You can just imagine how hard it is to wrap up conversation on such a fascinating topic. It lasts longer than the two-minute sparring round, so I never get to hear the end of it, which always disappoints me.
The health teacher at the college where I work tells me that it’s typical of athletes to be obsessed with food. Martial artists might be worse than most, because they often need to drop below their optimal body weight to compete. That, and martial arts are a cross between a sport and a religion, so people tend to understand their physical demands as ethical imperatives.
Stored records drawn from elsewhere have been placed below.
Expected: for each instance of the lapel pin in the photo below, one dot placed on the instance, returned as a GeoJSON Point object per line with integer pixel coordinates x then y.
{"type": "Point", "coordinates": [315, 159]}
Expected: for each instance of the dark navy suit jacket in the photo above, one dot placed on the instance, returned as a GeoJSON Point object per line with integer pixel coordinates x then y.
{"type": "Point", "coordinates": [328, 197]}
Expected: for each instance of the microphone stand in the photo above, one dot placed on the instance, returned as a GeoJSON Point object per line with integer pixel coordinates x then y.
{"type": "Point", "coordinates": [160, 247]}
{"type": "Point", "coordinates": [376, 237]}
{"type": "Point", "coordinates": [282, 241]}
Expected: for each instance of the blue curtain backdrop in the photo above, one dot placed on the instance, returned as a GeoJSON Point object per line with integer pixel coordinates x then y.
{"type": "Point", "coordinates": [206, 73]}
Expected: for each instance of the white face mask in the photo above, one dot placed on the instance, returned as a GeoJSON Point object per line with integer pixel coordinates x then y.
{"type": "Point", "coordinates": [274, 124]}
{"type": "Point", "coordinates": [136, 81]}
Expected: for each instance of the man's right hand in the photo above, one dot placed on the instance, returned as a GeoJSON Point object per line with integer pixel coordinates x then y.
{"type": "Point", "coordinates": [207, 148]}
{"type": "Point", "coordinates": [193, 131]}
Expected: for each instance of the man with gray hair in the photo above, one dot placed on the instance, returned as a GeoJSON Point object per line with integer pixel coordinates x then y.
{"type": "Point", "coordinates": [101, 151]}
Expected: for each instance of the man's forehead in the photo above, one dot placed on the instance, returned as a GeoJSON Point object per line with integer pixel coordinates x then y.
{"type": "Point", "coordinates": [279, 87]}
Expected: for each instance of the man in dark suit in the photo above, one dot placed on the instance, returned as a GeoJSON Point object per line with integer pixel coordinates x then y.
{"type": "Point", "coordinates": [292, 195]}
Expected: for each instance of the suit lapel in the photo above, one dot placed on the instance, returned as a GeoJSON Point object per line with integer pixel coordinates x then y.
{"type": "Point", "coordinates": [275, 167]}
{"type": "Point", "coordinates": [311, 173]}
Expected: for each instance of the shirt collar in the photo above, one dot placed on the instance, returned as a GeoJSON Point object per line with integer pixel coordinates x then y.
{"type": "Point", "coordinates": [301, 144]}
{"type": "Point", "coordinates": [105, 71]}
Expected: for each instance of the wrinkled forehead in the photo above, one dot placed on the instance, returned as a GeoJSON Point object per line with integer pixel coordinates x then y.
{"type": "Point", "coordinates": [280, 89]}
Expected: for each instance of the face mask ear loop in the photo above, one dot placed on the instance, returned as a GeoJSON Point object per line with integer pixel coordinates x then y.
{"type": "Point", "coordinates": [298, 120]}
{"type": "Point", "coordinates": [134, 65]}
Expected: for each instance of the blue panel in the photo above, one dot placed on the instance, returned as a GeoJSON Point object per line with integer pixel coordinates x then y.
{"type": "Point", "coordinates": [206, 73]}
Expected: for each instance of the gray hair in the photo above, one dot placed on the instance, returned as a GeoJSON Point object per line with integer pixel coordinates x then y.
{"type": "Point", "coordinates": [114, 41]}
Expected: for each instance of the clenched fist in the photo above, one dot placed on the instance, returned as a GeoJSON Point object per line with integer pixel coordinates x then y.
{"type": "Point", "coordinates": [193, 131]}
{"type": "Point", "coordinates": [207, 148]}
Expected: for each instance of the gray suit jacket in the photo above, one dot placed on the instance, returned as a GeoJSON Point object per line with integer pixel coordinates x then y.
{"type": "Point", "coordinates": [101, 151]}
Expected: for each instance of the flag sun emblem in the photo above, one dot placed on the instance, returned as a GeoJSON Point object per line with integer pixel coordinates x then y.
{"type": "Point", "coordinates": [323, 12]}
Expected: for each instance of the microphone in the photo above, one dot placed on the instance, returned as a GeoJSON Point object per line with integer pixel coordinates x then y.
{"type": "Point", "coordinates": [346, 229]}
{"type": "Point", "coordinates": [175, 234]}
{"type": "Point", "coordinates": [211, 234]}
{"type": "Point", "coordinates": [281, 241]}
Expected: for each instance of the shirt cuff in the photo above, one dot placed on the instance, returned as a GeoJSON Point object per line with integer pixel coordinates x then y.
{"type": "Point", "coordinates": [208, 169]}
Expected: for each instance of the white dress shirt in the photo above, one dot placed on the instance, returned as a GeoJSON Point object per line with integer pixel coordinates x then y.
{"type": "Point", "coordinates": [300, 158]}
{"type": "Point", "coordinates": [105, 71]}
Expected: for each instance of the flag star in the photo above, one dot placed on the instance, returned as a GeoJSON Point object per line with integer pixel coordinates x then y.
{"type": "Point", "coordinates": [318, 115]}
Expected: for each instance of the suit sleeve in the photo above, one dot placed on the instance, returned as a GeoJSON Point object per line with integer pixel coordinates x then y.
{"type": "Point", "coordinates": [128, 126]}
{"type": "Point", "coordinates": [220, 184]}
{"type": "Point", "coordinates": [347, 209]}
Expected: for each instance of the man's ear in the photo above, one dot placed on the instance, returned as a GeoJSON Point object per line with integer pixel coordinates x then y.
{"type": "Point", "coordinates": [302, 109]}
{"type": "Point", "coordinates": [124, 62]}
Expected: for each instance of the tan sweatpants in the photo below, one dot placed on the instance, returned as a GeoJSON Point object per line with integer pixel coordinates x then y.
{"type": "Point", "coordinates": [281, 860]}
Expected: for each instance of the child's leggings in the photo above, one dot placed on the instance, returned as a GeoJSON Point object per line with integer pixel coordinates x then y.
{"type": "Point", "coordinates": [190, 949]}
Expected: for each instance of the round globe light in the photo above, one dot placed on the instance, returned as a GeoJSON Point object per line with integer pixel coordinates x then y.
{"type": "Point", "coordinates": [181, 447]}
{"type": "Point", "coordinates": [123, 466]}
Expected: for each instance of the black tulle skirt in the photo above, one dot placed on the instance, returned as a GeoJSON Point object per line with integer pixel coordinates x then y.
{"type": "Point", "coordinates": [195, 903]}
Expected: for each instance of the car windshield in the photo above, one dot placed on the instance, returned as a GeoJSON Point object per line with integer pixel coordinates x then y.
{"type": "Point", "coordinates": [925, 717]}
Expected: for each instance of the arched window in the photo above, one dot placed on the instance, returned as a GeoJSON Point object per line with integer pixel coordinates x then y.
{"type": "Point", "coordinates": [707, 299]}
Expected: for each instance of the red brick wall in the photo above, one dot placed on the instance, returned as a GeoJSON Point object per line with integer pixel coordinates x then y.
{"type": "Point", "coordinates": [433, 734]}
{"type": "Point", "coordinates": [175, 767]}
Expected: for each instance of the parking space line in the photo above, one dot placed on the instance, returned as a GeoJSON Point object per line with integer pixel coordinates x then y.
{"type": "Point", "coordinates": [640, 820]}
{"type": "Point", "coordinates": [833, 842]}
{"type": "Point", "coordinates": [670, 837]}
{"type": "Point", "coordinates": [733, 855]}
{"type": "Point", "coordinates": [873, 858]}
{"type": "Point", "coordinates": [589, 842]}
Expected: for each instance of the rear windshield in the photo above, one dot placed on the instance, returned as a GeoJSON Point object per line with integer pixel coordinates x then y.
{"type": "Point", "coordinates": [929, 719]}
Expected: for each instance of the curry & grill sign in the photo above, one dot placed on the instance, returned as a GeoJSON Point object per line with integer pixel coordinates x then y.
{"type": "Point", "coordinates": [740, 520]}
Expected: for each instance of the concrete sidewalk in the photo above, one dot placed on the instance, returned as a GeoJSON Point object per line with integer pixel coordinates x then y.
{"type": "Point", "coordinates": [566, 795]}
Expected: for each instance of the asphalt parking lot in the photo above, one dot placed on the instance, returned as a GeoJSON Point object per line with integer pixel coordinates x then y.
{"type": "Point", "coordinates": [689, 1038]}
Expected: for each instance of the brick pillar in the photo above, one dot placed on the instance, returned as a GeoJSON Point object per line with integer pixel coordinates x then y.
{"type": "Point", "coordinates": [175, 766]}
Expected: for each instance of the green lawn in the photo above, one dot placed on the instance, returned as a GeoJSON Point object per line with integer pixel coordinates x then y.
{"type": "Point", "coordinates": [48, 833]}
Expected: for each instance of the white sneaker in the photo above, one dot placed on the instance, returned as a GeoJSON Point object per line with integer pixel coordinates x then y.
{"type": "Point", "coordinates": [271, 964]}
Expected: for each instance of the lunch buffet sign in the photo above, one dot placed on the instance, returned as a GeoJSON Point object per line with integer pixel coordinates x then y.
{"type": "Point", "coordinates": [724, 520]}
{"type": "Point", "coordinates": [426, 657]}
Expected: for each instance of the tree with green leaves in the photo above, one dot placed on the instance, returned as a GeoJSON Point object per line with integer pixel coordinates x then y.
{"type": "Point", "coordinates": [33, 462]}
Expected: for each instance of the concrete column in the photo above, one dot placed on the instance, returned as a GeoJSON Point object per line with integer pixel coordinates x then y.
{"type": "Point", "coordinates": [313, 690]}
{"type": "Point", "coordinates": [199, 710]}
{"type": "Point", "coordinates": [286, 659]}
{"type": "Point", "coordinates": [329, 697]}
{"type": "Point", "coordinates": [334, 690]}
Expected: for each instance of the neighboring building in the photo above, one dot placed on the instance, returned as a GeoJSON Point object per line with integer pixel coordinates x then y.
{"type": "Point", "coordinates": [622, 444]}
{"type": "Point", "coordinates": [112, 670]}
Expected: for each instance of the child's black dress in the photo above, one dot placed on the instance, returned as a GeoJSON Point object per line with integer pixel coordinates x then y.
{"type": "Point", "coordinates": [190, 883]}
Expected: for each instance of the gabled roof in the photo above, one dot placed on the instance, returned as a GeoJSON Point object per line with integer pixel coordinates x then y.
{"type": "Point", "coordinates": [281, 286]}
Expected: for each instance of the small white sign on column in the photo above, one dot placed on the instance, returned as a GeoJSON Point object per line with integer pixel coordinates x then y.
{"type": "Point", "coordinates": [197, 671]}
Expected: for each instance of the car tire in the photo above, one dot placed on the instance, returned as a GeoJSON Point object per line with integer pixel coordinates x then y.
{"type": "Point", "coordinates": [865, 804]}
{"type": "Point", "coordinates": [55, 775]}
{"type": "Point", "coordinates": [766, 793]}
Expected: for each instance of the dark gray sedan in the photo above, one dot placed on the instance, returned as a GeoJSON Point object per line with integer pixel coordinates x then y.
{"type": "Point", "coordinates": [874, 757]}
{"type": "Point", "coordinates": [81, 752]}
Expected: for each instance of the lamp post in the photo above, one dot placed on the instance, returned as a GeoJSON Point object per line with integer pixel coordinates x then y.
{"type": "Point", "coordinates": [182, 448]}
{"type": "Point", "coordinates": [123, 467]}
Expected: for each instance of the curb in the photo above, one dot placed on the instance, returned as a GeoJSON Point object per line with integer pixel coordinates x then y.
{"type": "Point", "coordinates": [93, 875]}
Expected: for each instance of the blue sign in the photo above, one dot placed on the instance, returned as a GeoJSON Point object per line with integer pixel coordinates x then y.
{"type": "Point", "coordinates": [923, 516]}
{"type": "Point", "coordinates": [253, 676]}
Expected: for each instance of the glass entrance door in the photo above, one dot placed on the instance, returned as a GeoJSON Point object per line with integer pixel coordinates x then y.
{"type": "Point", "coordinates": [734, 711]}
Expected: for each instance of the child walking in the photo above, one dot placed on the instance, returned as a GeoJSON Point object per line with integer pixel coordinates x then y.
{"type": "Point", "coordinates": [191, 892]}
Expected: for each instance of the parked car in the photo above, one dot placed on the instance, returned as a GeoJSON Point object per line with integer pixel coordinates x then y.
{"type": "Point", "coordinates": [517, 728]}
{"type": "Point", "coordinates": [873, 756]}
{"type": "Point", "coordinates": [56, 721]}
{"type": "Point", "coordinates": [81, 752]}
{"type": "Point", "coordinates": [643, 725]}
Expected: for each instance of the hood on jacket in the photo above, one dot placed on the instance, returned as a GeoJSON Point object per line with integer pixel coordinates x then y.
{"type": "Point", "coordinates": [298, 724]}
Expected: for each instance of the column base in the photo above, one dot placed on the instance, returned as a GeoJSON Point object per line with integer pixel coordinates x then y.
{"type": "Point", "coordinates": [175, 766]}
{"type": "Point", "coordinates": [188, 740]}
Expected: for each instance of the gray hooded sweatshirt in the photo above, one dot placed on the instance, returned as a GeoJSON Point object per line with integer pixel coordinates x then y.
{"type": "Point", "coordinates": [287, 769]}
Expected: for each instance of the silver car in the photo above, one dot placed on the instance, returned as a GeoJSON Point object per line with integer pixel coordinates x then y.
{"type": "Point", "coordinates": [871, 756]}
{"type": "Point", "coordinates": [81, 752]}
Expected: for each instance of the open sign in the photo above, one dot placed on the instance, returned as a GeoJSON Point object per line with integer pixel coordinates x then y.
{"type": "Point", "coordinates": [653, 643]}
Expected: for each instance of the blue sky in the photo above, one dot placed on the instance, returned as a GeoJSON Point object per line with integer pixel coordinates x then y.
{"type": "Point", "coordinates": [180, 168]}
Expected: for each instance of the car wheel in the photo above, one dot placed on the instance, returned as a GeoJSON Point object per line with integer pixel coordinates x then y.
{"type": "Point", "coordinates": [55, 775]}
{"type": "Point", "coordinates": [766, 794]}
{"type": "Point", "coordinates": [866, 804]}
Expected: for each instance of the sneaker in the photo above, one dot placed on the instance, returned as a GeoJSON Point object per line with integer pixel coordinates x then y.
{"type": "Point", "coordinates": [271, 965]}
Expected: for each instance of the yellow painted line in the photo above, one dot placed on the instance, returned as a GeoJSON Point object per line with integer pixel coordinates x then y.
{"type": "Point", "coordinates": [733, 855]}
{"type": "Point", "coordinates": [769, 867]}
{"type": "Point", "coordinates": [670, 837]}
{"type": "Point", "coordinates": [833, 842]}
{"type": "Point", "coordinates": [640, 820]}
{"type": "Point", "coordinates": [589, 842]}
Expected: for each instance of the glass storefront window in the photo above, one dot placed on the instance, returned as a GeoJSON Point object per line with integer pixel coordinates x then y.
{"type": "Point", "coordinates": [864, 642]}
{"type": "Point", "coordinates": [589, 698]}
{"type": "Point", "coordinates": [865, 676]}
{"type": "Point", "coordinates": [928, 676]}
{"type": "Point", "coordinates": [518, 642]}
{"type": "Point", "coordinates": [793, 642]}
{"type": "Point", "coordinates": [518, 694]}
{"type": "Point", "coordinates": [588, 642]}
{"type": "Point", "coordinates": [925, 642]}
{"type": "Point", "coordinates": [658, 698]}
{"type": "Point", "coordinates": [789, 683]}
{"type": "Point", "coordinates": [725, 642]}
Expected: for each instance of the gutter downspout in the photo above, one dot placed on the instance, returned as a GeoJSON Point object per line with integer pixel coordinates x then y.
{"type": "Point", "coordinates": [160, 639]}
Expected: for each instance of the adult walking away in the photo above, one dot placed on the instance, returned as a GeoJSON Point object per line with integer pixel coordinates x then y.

Maintaining a minimal body weight isn’t just a strategy for competition: it’s what the Shaolin monks would want you to do, if you were training with them on a mountaintop in China instead of here, in Oakland, across from a Pizza Hut.
I think about food a lot. I’m pretty sure everybody does. If it’s true, as they say, that women think about sex every three minutes, and men about twelve times more frequently than that, and if we need food more urgently than we need sex to ensure the survival of our species, then it stands to reason that food might cross our minds during those brief respites between sex thoughts.
When I am being polite, I try not to reveal my thoughts about food. It feels uncouth to reveal such an obsessive inner narrative, like exposing your sexual fantasies to a casual acquaintance.
And like revelations of sexual fantasies, not everyone reacts favorably to discussions about food. When I haven’t been careful enough, I’ve elicited negative responses ranging from That’s kind of neurotic to Being so obsessed with food is totally unfeminist to You are giving me an anxiety attack.
“I always wonder if eating too much fruit is bad for me,” I said to the health teacher one day.
We were having a conversation about nutritional science, a subject taught in her department. My question about fruit was meant as an example of why I thought nutrition was such an interesting field of study.
“Well, how much fruit do you eat?” she asked.
“In the summer, I let myself eat as much fruit as I want. Sometimes I eat a regular dinner and then a second dinner composed entirely of fruit.”
I saw her face stretching into an expression that communicated, Oh, you poor person, you have some kind of mental disorder.
“Did that sound crazy?” I asked.
“Listen to your wording,” she said. “You ‘let yourself.’”
Okay, it sounds a little neurotic, I’ll admit, the idea of giving oneself permission to eat some things and not others. But even Kaiser Permanente told me to have a plan. How else can someone maintain a healthy diet? Eat whatever they want, and hope it turns out to be healthy? If I didn’t give myself permission to eat some things and not others, I would eat cookies all day long.
It’s doublethink—“the power of holding two contradictory beliefs in one’s mind simultaneously, and accepting both of them.” Make healthy choices about food…but don’t think about them! Just do it, do it unconsciously, do it right, and for god’s sake don’t talk about it!